Your son got injured because it was his mistake that he tried to separate them with his bare hands, he should use dustpan or broom or something but never do it with bare hands. You can check if they have any wounds on them it is very possible as you said you heard one screaming. Don't leave them together for night, they can kill or seriously damage each other.


----------



## Jas (Apr 16, 2020)

ok. But thats all, they spent the night together. they played in the morning together, then they were in the cage whole day. 6PM onwards they are out and playing. No such fight as of now. Will check if I can make out their sexes. Will ask my Son to use something to separate them in case they are fighting. According to me they may just be playing with some nibbles. Although I did observe some fur in one of the mouths. Thanks for your comments. Let us wait for other members experience.


zuppa said:


> Hi. Did you check their sexes already? From what you described they could be both boys and what you witnessed will continue and will escalate into a serious fight so it would be best to separate them right now, you can neuter them when your vet will be available and wait 2 months after that so hormones calm down, then you can try bonding them so they can stay together again, but no guarantee they will bond especially if they had a major fight and will remember that.
> 
> You can't keep two males together because they can kill each other. With some exceptions some rabbits can be very calm and friendly, but most of boys would fight for dominance when mature.
> 
> Your son got injured because it was his mistake that he tried to separate them with his bare hands, he should use dustpan or broom or something but never do it with bare hands. You can check if they have any wounds on them it is very possible as you said you heard one screaming. Don't leave them together for night, they can kill or seriously damage each other.


----------



## Mariam+Theo (Apr 16, 2020)

I completely agree with @zuppa! Rabbits will most likely fight no matter what gender they are. You need to separate them and check their genders. If you have one male and one female, the female might be pregnant already. Rabbits do not "play-fight" like cats. If there is fighting at all, that means you have a problem. You need to house them separately until you can get them spayed and neutered. After that, you will need to properly bond them so they can be housed together. Bonding Bunnies.


----------



## Jas (Apr 16, 2020)

Thanks Mariam But my Rabbits are bonded together. It is just one evening instance when they were playing together and suddenly something went wrong between them. I am keeping a watch on them now.


Mariam+Theo said:


> I completely agree with @zuppa! Rabbits will most likely fight no matter what gender they are. You need to separate them and check their genders. If you have one male and one female, the female might be pregnant already. Rabbits do not "play-fight" like cats. If there is fighting at all, that means you have a problem. You need to house them separately until you can get them spayed and neutered. After that, you will need to properly bond them so they can be housed together. Bonding Bunnies.


----------



## zuppa (Apr 16, 2020)

Jas said:


> Thanks Mariam But my Rabbits are bonded together. It is just one evening instance when they were playing together and suddenly something went wrong between them. I am keeping a watch on them now.

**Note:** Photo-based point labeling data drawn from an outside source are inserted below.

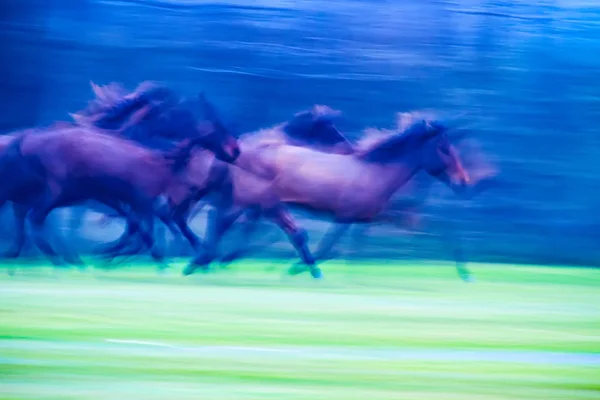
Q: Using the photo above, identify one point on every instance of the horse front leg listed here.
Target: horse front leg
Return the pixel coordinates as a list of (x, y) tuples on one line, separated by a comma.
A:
[(204, 257), (40, 210), (20, 213), (299, 239), (331, 238), (248, 229)]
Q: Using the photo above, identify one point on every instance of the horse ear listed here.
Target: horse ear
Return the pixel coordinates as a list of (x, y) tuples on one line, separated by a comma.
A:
[(79, 119), (96, 89), (458, 135)]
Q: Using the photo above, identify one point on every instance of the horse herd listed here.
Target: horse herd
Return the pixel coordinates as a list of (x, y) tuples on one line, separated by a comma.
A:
[(149, 153)]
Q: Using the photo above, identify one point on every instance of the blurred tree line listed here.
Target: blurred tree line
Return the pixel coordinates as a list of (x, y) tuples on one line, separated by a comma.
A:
[(525, 71)]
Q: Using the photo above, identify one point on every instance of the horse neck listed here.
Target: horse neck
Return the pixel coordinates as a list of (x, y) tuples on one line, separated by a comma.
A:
[(396, 174)]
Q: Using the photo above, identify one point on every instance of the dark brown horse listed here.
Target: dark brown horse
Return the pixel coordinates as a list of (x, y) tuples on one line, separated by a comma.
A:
[(152, 114), (209, 135), (135, 124), (357, 188), (74, 165), (238, 190), (313, 128)]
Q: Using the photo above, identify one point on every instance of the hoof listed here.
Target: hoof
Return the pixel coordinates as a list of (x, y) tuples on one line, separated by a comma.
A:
[(11, 254), (190, 269), (316, 273), (297, 269), (466, 277)]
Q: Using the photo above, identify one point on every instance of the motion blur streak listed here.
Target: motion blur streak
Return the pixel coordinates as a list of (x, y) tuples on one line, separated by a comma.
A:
[(389, 320)]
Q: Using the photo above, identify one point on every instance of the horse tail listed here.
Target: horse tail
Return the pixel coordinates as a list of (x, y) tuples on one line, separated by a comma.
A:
[(180, 155), (13, 150)]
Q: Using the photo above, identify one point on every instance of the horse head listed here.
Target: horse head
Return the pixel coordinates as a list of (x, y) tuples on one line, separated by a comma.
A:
[(214, 135), (315, 128), (426, 144)]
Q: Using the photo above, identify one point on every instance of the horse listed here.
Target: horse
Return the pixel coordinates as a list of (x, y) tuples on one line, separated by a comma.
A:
[(111, 109), (402, 209), (151, 114), (356, 188), (313, 128), (210, 135), (238, 189), (74, 165)]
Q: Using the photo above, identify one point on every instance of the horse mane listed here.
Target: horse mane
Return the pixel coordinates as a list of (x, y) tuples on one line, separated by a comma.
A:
[(113, 106), (383, 145)]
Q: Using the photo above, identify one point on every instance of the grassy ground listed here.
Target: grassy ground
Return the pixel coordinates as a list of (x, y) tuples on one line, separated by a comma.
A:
[(365, 332)]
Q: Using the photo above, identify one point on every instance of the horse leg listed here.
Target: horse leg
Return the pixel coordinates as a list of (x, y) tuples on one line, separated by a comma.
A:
[(453, 239), (331, 238), (180, 218), (47, 202), (143, 210), (203, 258), (248, 230), (20, 213), (298, 237)]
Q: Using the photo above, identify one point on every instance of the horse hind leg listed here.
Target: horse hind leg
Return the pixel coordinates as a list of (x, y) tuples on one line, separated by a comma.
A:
[(248, 229), (37, 217), (205, 256), (299, 239), (16, 247)]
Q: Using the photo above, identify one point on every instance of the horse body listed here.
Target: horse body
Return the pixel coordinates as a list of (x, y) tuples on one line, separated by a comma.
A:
[(343, 185)]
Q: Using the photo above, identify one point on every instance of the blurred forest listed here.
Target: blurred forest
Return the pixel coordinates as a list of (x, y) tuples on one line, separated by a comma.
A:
[(526, 71)]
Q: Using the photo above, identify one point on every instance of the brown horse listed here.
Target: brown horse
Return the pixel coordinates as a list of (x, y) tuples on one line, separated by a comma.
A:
[(74, 165), (113, 108), (151, 114), (313, 128), (238, 190), (402, 209), (71, 182), (357, 188)]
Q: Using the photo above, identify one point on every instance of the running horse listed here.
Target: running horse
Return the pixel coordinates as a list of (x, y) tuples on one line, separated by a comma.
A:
[(71, 164), (357, 188)]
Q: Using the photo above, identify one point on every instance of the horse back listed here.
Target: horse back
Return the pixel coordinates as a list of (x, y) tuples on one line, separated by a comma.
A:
[(81, 153)]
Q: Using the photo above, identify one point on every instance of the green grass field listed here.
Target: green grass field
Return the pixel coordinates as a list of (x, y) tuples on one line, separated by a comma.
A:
[(367, 331)]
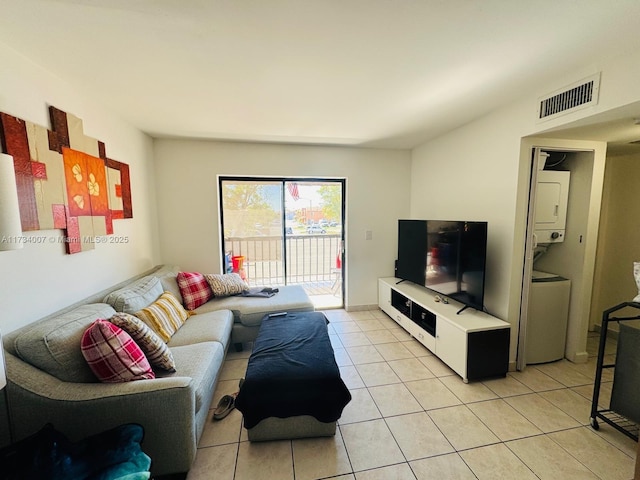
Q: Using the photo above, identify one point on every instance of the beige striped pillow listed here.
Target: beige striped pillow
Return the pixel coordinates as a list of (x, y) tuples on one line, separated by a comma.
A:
[(224, 285), (164, 316)]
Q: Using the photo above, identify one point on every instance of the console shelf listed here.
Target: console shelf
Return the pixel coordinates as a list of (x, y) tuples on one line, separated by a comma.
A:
[(473, 344)]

Don't want to disappoint you but your rabbits weren't bonded, they were still babies from same litter and babies always are getting along until they become 'teenagers', depending on breed and personal development somewhere between 10 weeks and 16 weeks. They become sexually active then and usually boys starting showing signs first, they need to sort out who's the top bun here and they will fight for dominance.

I know it is hard to believe and of course you can wait for more opinions but unfortunately your rabbits will only grow one way and they will never be babies again, if they had fight already that was sign for you that they need to be separated, another fight can start suddenly and even if you are there it can take seconds and you won't be able to change it back.


----------



## Mariam+Theo (Apr 16, 2020)

Jas said:


> Thanks Mariam But my Rabbits are bonded together. It is just one evening instance when they were playing together and suddenly something went wrong between them. I am keeping a watch on them now.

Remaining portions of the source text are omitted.